While DNAI1 mutations are primarily associated with PCD, DNAI1 antibodies have broader applications in ciliopathy research:

DNAI1 antibodies serve as valuable tools for assessing ciliary structure in various ciliopathies, even those not directly caused by DNAI1 mutations. By examining DNAI1 localization and abundance, researchers can evaluate secondary effects on axonemal organization in disorders affecting ciliary assembly, maintenance, or function.

In heterotaxy and other laterality disorders, DNAI1 antibodies help assess nodal cilia function during embryonic development. For male infertility investigations, these antibodies enable evaluation of sperm flagellar structure and dynein arm integrity.

DNAI1 antibodies also facilitate pharmacological studies testing compounds that may rescue ciliary function in various ciliopathies, providing readouts of treatment efficacy at the protein level.

What specialized techniques can enhance DNAI1 detection in challenging samples?

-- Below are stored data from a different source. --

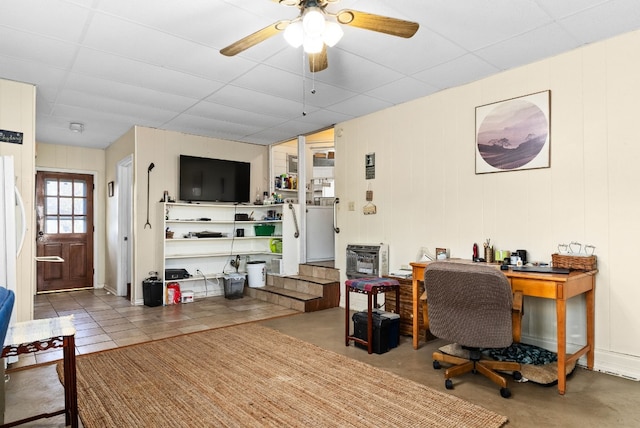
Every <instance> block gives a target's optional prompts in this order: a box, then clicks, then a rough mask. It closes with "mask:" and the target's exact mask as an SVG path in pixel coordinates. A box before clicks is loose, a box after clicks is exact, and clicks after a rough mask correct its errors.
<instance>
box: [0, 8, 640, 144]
mask: <svg viewBox="0 0 640 428" xmlns="http://www.w3.org/2000/svg"><path fill="white" fill-rule="evenodd" d="M342 9H353V10H356V11H363V12H368V13H374V14H378V15H383V16H389V17H393V18H398V19H402V20H407V21H414V22H417V23H418V24H419V26H420V28H419V29H418V31H417V33H416V34H415V35H414V36H413V37H411V38H407V39H405V38H400V37H394V36H390V35H387V34H383V33H379V32H375V31H368V30H365V29H361V28H355V27H351V26H343V28H344V37H343V38H342V40H340V42H339V43H338V44H337V45H336V46H335V47H333V48H328V51H327V59H328V64H329V65H328V68H327V69H326V70H323V71H320V72H317V73H311V72H310V71H309V69H308V64H307V59H306V58H305V55H304V54H303V51H302V48H297V49H296V48H292V47H290V46H289V45H288V44H287V43H286V42H285V41H284V38H283V36H282V34H281V33H278V34H276V35H274V36H273V37H270V38H268V39H267V40H264V41H262V42H261V43H258V44H256V45H255V46H251V47H249V48H248V49H246V50H244V51H242V52H240V53H239V54H237V55H235V56H232V57H227V56H224V55H221V54H220V52H219V51H220V50H221V49H222V48H224V47H226V46H228V45H230V44H232V43H234V42H236V41H237V40H239V39H241V38H243V37H245V36H248V35H250V34H252V33H254V32H256V31H258V30H260V29H262V28H265V27H267V26H269V25H271V24H273V23H275V22H277V21H280V20H287V21H288V20H291V19H295V18H296V17H297V16H298V15H299V13H300V11H299V10H298V8H297V7H293V6H286V5H284V4H278V3H277V2H275V1H272V0H189V1H187V2H158V1H155V0H136V1H131V0H3V1H2V6H1V7H0V40H1V42H0V78H5V79H11V80H17V81H22V82H27V83H32V84H34V85H36V87H37V99H36V140H37V141H38V142H41V143H54V144H71V145H78V146H85V147H94V148H105V147H107V146H109V145H110V144H111V143H112V142H114V141H115V140H117V139H118V138H119V137H120V136H121V135H122V134H124V133H125V132H126V131H127V130H128V129H130V128H131V127H132V126H135V125H143V126H152V127H158V128H163V129H168V130H174V131H180V132H186V133H191V134H198V135H203V136H211V137H216V138H225V139H229V140H233V141H244V142H249V143H255V144H262V145H267V144H272V143H277V142H280V141H284V140H289V139H292V138H295V137H296V136H297V135H300V134H307V133H311V132H314V131H317V130H318V129H324V128H326V127H329V126H331V125H332V124H334V123H338V122H341V121H345V120H349V119H351V118H354V117H359V116H361V115H365V114H369V113H371V112H374V111H376V110H379V109H383V108H387V107H390V106H393V105H396V104H399V103H403V102H407V101H410V100H413V99H415V98H418V97H423V96H426V95H429V94H432V93H434V92H437V91H440V90H443V89H446V88H449V87H453V86H457V85H461V84H464V83H468V82H471V81H474V80H478V79H481V78H483V77H486V76H489V75H492V74H494V73H497V72H500V71H503V70H507V69H511V68H514V67H518V66H521V65H524V64H529V63H531V62H534V61H538V60H540V59H542V58H546V57H550V56H554V55H558V54H560V53H562V52H566V51H568V50H571V49H575V48H576V47H579V46H581V45H584V44H587V43H593V42H596V41H598V40H602V39H606V38H609V37H613V36H615V35H618V34H621V33H625V32H629V31H634V30H637V29H639V28H640V7H638V2H637V0H564V1H557V0H458V1H455V2H454V1H450V0H429V1H424V0H396V1H391V0H340V1H337V2H332V3H330V4H329V5H328V6H327V7H326V11H328V12H329V13H335V12H337V11H339V10H342ZM330 19H331V18H330ZM69 122H81V123H83V124H84V125H85V130H84V132H82V133H80V134H78V133H72V132H70V131H69Z"/></svg>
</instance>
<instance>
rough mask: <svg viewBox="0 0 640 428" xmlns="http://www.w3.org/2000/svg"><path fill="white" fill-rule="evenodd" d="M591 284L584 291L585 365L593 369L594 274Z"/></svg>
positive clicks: (593, 322) (594, 287)
mask: <svg viewBox="0 0 640 428" xmlns="http://www.w3.org/2000/svg"><path fill="white" fill-rule="evenodd" d="M592 281H593V282H592V286H591V290H589V291H587V293H586V304H587V345H589V350H588V351H587V367H588V368H589V370H593V362H594V351H595V350H594V348H595V346H594V343H595V305H596V302H595V293H596V284H595V281H596V280H595V276H593V277H592Z"/></svg>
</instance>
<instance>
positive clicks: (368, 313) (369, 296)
mask: <svg viewBox="0 0 640 428" xmlns="http://www.w3.org/2000/svg"><path fill="white" fill-rule="evenodd" d="M371 292H372V293H377V290H375V289H372V290H371ZM372 300H373V294H371V293H367V351H369V353H372V352H373V313H372V309H373V307H372V306H373V305H372V302H371V301H372Z"/></svg>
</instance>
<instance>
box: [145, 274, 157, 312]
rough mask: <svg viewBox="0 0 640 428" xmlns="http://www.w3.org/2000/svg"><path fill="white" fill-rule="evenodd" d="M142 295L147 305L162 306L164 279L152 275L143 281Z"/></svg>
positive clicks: (147, 305) (146, 305) (149, 305)
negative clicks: (162, 298)
mask: <svg viewBox="0 0 640 428" xmlns="http://www.w3.org/2000/svg"><path fill="white" fill-rule="evenodd" d="M142 297H143V299H144V304H145V306H151V307H153V306H161V305H162V280H161V279H160V278H158V277H157V276H151V277H149V278H146V279H145V280H144V281H142Z"/></svg>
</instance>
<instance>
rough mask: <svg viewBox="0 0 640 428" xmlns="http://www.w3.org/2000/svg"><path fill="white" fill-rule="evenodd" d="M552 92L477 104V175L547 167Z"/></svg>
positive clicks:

For difficult samples or applications requiring enhanced sensitivity:

Signal amplification strategies:

• Tyramide signal amplification (TSA) can significantly increase detection sensitivity

• Quantum dot-conjugated secondary antibodies provide improved signal stability

• Multiplex immunofluorescence with spectral unmixing for complex co-localization studies

Sample preparation enhancements:

• Antigen retrieval methods (heat-induced or enzymatic) for formalin-fixed tissues

• Specialized fixation protocols for preserving delicate ciliary structures

• Detergent optimization for improved epitope accessibility without structural damage

Advanced imaging approaches:

• Super-resolution microscopy (STED, STORM, SIM) for detailed localization studies

• Expansion microscopy for physically enlarging ciliary structures

• Live-cell imaging with tagged DNAI1 constructs to complement antibody studies

These specialized approaches enable DNAI1 detection in challenging samples such as archived clinical specimens, embryonic tissues, or samples with low ciliary abundance.